Unlike the agency’s Annual Energy Outlook (AEO), International Energy Outlook focuses on global trends. But like AEO, the report misses the boat on renewable energy and makes projections about the fossil fuel industry which run counter to facts on the ground.

International Energy Outlook 2016's section on electricity forecasts that total generation from renewable energy sources will rise 2.9% annually under the baseline scenario to reach 29% in 2040, driven by non-hydro renewable energy rising 5.7% annually. By contrast, EIA expects global coal use to rise 0.8% annually, and for coal to still represent 29% of global electricity generation in 2040, the same amount as renewable energy.

EIA has been careful to note that its baseline scenario is based on no new policies being implemented, including those that are currently under development. However, the problems with the agency’s scenarios go deeper than this, as they do not reflect existing market conditions.

An initial problem with International Energy Outlook is that much of the data it cites is from 2012 and 2013, and that in the three-plus years since that time there have been substantial changes to the global energy picture. As of 2016 the global coal industry has entered a free-fall, with collapsed coal prices, Chinese use plateauing, U.S. coal-fired generation shutting down, and even India closing coal plants.
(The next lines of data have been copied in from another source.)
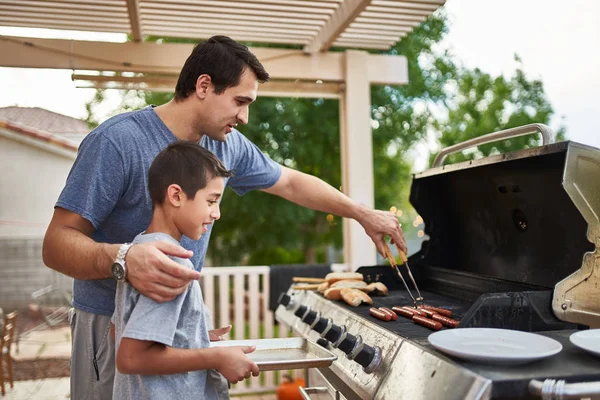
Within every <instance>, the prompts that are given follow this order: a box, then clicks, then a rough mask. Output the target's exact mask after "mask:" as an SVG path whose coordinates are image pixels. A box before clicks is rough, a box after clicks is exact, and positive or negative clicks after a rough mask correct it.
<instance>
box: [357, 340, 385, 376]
mask: <svg viewBox="0 0 600 400" xmlns="http://www.w3.org/2000/svg"><path fill="white" fill-rule="evenodd" d="M354 361H356V362H357V363H359V364H360V365H362V367H363V369H364V371H365V372H366V373H371V372H373V371H374V370H375V369H376V368H377V367H378V366H379V364H381V349H380V348H379V347H377V346H376V347H371V346H369V345H366V344H365V345H364V346H363V348H362V349H361V350H360V351H359V352H358V354H356V356H354Z"/></svg>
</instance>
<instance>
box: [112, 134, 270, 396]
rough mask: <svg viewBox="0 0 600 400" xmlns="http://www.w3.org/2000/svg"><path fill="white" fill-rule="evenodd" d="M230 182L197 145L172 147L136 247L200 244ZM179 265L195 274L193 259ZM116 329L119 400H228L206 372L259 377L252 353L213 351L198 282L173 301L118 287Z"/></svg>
mask: <svg viewBox="0 0 600 400" xmlns="http://www.w3.org/2000/svg"><path fill="white" fill-rule="evenodd" d="M231 175H232V173H231V172H230V171H228V170H227V169H225V167H224V166H223V164H222V163H221V161H219V159H218V158H217V157H216V156H215V155H214V154H212V153H211V152H209V151H208V150H206V149H204V148H202V147H200V146H199V145H198V144H197V143H194V142H187V141H176V142H174V143H172V144H170V145H169V146H168V147H167V148H166V149H165V150H163V151H162V152H160V153H159V154H158V156H156V158H155V159H154V161H153V162H152V165H151V166H150V170H149V173H148V189H149V193H150V197H151V199H152V203H153V215H152V220H151V221H150V225H149V226H148V228H147V229H146V231H145V232H142V233H141V234H139V235H138V236H137V237H136V238H135V240H134V241H133V245H135V244H137V243H145V242H150V241H156V240H163V241H167V242H171V243H174V244H179V242H180V240H181V238H182V236H183V235H185V236H186V237H188V238H190V239H192V240H198V239H199V238H200V236H202V235H203V234H204V233H206V232H207V231H208V227H209V226H210V225H211V224H212V223H213V222H214V221H216V220H217V219H219V217H220V212H219V200H220V198H221V195H222V193H223V190H224V188H225V179H226V178H229V177H230V176H231ZM173 259H174V260H175V261H177V262H178V263H180V264H182V265H185V266H187V267H188V268H193V266H192V263H191V261H190V260H189V259H183V258H176V257H173ZM165 279H168V276H167V275H165ZM112 322H113V323H114V324H115V332H116V335H115V336H116V364H117V371H116V373H115V383H114V387H113V398H114V399H141V398H143V399H167V398H171V399H189V398H197V399H207V400H211V399H219V398H223V396H225V397H227V387H226V385H223V384H222V382H221V379H220V377H219V376H218V374H216V373H215V372H214V371H208V370H212V369H214V370H216V371H218V372H220V373H221V374H222V375H223V376H224V377H225V378H226V379H227V380H229V381H231V382H234V383H235V382H238V381H240V380H243V379H245V378H249V377H250V375H254V376H257V375H258V373H259V369H258V366H257V365H256V364H255V363H254V362H252V361H251V360H250V359H249V358H248V357H247V356H246V353H251V352H252V351H254V347H252V346H247V347H246V346H238V347H229V348H210V344H209V335H208V328H207V321H206V320H205V309H204V302H203V299H202V293H201V290H200V285H199V283H198V281H193V282H192V283H191V284H190V285H189V286H188V288H187V290H186V291H185V292H183V293H182V294H180V295H178V296H177V297H176V298H175V299H174V300H172V301H170V302H167V303H158V302H156V301H154V300H152V299H150V298H149V297H146V296H144V295H142V294H140V293H139V292H138V291H137V290H136V289H135V288H134V287H133V286H132V285H130V284H129V283H128V282H126V281H125V279H123V280H122V281H120V282H119V283H118V285H117V292H116V297H115V313H114V314H113V317H112Z"/></svg>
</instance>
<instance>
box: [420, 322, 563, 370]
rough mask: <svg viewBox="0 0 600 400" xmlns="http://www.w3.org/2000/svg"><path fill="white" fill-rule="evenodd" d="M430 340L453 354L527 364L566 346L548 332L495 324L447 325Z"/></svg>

“The EIA forecast that global coal use will increase is literally completely off what everyone else in the world is saying,” solar industry pioneer Jigar Shah told pv magazine. Shah has been vocal in his criticism of projections by both EIA and the International Energy Agency (IEA).

?Beyond this, EIA’s numbers do not appear to match other estimates even for the year 2012. In the report EIA states that electricity generation from solar PV is rising 8.3% annually, and does not state under what time frame.

Installed global PV capacity grew around 40% annually from 2001-2011. And as PV modules and installations are getting nominally more productive, not less, this means that electricity generation from PV grew at least as much, if not more.

Since that time the rate of growth of global solar installations has slowed, however the global rate of capacity growth was still 25-30% from 2012 to 2015. So in order for EIA’s number of 8.3% work for the period to 2040, the rate of global deployment must fall sharply.

Tellingly, the report features a sidebar on PV production, noting that the rate of manufacturing capacity increases fell from 2011 to 2013, during a time when the solar industry was in a deep crisis due to overproduction. There is no mention of the dramatic fall in cost of electricity contracts from solar PV, which have reached under US$40 per megawatt-hour in some regions.

“We will achieve double what EIA says that we will be achieving in their most bullish case,” predicts Shah. He also says that the greatest danger with EIA scenarios is the role that they have in impacting policy decisions.

“EIA knows that its projections are used around the world for planning purposes, but then separately said that this is a baseline upon which forecasts are built,” states Shah. “I know that there are governments around the world that are using this forecast, so I do blame them.”

“The only way to describe it is that it is criminal.”